2. Sleep with other nurses, doctors, residents or students. I wish I could say I haven’t seen a lot of this, but there are some folks out there who seem determined to make life one big Grey’s Anatomy episode. Don’t do it. If you have to do it, make sure it never, ever gets out at work. Otherwise, we’ll be calling that one physician “The Silver Fox” and making jokes until the end of time.
3. Bully the people who rank lower than you, be they students, new nurses or the housekeeping staff. Do I really need to say this? I guess I do: DON’T BE A JERK. You were learning stuff once, too, and you might have even scrubbed a floor in your time. If you haven’t, acting like a twit will guarantee your chance to learn the finer points of mopping.
4. Always be disorganized. For some people, not opening a chart until halfway through the shift is a sign that they’ve had a bad day.
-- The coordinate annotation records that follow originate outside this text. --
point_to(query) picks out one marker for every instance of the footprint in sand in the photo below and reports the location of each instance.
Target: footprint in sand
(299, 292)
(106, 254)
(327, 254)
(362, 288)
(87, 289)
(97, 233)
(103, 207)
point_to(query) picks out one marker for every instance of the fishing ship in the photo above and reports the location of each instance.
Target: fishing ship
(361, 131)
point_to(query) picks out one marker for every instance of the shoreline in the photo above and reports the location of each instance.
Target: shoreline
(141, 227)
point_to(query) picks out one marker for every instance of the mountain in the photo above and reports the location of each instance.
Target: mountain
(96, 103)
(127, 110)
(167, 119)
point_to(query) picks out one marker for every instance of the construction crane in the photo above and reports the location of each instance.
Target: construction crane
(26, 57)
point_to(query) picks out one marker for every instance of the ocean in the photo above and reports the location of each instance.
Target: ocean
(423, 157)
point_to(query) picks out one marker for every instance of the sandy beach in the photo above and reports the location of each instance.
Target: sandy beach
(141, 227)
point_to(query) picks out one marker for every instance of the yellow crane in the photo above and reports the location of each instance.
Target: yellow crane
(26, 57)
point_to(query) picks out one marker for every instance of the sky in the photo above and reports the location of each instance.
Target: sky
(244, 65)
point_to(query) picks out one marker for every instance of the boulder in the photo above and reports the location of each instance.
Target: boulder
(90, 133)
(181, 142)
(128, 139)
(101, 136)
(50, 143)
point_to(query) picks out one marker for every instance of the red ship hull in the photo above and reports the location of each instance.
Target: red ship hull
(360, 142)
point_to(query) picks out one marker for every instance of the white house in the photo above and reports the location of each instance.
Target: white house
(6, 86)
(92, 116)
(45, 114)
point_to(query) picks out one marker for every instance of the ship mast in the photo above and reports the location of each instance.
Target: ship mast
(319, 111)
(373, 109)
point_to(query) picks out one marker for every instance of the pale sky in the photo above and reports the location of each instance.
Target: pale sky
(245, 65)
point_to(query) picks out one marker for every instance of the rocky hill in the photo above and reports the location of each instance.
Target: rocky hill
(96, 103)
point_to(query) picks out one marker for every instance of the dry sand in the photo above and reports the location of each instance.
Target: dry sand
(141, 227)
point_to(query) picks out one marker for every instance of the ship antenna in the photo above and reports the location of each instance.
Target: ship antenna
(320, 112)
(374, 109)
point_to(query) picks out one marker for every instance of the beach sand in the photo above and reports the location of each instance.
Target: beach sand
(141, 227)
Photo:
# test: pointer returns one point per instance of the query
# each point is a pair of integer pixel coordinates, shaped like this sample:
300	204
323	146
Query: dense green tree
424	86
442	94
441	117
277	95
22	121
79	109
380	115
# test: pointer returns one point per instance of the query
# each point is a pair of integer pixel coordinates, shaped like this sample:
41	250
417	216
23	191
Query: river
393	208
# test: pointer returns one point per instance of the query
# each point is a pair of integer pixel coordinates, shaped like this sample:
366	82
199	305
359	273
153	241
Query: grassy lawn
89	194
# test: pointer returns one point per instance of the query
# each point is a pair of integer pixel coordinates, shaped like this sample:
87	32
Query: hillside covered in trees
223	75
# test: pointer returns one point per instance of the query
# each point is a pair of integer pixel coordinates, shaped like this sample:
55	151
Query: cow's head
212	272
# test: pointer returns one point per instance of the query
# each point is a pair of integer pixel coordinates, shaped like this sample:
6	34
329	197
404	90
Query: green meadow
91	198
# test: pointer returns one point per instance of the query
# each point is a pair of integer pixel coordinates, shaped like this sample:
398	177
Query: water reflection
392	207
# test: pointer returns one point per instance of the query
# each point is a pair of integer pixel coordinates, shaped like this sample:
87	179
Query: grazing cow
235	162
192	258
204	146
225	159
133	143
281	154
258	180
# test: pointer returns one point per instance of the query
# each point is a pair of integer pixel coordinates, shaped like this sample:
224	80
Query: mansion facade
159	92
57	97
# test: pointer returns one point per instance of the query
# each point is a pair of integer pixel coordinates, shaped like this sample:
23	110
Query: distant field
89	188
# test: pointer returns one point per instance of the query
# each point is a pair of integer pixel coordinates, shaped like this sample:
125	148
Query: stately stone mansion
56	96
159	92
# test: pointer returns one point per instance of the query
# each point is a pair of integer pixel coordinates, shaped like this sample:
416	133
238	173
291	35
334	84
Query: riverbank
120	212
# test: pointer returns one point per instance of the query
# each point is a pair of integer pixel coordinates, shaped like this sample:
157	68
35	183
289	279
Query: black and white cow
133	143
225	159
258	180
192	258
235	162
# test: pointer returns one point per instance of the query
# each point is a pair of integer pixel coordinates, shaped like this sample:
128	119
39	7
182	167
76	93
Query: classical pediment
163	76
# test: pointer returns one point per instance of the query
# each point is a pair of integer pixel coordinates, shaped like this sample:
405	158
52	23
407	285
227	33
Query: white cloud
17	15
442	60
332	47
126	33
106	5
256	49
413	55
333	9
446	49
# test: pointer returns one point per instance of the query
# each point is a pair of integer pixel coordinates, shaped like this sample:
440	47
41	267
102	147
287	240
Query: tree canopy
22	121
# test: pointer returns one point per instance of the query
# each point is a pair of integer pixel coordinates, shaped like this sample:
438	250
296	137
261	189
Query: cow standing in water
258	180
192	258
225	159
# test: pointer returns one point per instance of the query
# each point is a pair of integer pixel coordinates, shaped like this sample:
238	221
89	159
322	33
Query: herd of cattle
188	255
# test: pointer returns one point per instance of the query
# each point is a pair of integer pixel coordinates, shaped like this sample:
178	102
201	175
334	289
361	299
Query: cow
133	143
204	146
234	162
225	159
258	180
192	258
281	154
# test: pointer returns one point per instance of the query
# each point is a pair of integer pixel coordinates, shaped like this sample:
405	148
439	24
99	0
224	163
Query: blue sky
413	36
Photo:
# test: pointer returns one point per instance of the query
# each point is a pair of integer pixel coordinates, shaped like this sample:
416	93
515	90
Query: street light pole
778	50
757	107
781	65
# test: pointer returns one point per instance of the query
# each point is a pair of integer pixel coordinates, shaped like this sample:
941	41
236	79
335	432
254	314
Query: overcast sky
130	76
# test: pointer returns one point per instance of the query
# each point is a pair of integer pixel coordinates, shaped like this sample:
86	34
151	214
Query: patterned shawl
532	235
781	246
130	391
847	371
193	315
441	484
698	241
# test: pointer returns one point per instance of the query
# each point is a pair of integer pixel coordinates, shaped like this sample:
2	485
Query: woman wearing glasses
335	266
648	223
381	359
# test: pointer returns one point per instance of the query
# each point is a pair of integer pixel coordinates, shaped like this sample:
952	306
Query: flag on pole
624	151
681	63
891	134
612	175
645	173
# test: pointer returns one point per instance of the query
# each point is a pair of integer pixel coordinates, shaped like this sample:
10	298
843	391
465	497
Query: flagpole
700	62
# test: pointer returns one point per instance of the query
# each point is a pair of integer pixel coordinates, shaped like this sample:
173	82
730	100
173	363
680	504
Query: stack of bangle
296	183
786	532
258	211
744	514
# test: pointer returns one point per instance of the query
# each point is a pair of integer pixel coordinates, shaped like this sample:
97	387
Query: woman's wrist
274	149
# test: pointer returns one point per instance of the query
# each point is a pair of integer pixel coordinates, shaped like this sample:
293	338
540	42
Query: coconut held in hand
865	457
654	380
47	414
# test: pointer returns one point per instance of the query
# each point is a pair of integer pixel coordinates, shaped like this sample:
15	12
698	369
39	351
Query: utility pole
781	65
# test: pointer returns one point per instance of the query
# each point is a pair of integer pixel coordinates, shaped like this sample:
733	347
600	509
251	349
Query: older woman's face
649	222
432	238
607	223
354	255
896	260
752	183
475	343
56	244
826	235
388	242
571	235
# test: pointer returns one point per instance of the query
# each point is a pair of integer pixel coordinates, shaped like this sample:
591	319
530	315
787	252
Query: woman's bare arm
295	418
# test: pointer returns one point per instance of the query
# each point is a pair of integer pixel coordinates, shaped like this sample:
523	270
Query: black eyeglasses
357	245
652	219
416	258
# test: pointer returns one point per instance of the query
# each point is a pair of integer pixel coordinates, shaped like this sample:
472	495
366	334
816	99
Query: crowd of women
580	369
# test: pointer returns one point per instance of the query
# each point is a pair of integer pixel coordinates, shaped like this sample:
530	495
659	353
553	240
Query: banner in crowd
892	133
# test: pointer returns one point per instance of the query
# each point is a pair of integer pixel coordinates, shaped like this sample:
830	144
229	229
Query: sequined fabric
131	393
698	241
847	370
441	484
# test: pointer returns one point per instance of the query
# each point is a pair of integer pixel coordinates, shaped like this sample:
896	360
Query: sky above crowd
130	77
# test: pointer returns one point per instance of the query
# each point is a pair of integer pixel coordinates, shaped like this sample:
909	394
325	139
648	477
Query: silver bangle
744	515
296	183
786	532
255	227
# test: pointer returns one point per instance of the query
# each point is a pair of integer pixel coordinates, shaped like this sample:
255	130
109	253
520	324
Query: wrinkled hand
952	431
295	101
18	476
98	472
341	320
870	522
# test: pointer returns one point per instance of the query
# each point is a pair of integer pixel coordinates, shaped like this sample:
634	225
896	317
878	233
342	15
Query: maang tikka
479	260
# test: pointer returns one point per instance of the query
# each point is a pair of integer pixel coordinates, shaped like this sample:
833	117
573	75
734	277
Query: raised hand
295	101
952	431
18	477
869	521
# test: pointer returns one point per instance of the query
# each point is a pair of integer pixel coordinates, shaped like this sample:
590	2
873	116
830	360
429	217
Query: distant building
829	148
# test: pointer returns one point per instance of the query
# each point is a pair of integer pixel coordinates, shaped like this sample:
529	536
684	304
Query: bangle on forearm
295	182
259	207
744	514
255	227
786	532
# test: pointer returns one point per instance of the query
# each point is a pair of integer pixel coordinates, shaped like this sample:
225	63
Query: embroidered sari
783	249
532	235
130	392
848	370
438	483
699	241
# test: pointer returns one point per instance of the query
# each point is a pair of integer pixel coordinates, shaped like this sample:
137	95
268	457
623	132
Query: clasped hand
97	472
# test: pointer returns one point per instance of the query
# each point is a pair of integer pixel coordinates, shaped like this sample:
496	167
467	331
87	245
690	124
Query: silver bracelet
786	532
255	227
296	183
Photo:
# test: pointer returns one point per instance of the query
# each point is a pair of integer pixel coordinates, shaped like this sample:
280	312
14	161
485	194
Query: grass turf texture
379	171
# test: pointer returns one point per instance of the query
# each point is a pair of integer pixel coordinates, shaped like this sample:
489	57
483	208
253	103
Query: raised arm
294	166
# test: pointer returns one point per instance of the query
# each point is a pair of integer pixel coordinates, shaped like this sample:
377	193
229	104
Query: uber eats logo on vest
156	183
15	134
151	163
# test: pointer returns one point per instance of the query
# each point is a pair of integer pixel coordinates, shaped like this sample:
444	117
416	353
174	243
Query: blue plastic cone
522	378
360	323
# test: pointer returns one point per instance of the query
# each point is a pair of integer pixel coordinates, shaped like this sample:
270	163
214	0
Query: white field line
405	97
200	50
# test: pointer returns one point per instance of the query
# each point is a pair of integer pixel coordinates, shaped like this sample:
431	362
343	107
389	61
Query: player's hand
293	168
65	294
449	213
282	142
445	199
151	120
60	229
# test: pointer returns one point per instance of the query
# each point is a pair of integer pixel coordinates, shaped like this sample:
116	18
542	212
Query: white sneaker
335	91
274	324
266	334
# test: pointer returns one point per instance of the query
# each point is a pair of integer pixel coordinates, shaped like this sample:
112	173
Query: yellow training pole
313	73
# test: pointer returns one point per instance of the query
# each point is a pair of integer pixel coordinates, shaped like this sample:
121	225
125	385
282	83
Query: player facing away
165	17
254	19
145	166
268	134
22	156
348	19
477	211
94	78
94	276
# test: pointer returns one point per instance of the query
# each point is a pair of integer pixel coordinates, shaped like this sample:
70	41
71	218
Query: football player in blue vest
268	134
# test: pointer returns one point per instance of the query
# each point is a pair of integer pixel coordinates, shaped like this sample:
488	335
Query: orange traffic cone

For others, it’s an unwitting admission—when it’s done habitually—that their time-management skills stink. If you’re chronically disorganized and always forgetting stuff, make it a mission to imitate the most organized person on your unit. Not only is it bad for your blood pressure to feel constantly out of control, but it makes everybody else’s day harder, too.
5. Be an Eeyore. That’s the term for a person who’s never, ever able to see the brighter side of things and always has something depressing to contribute. If a coworker is pregnant, the Eeyore is the one who regales her with tales of her own nine-month bout with morning sickness. If somebody in the lab is getting married, the Eeyore will tell him about her messy divorce. If I bring something particularly scrumptious to a potluck, my own personal Eeyore will speculate on the calories/carcinogenic nature of the dish.
Do Not Be That Person. Please. We spend 13 hours a day together most days of the week—wouldn’t it be nice if we were all glad to see you?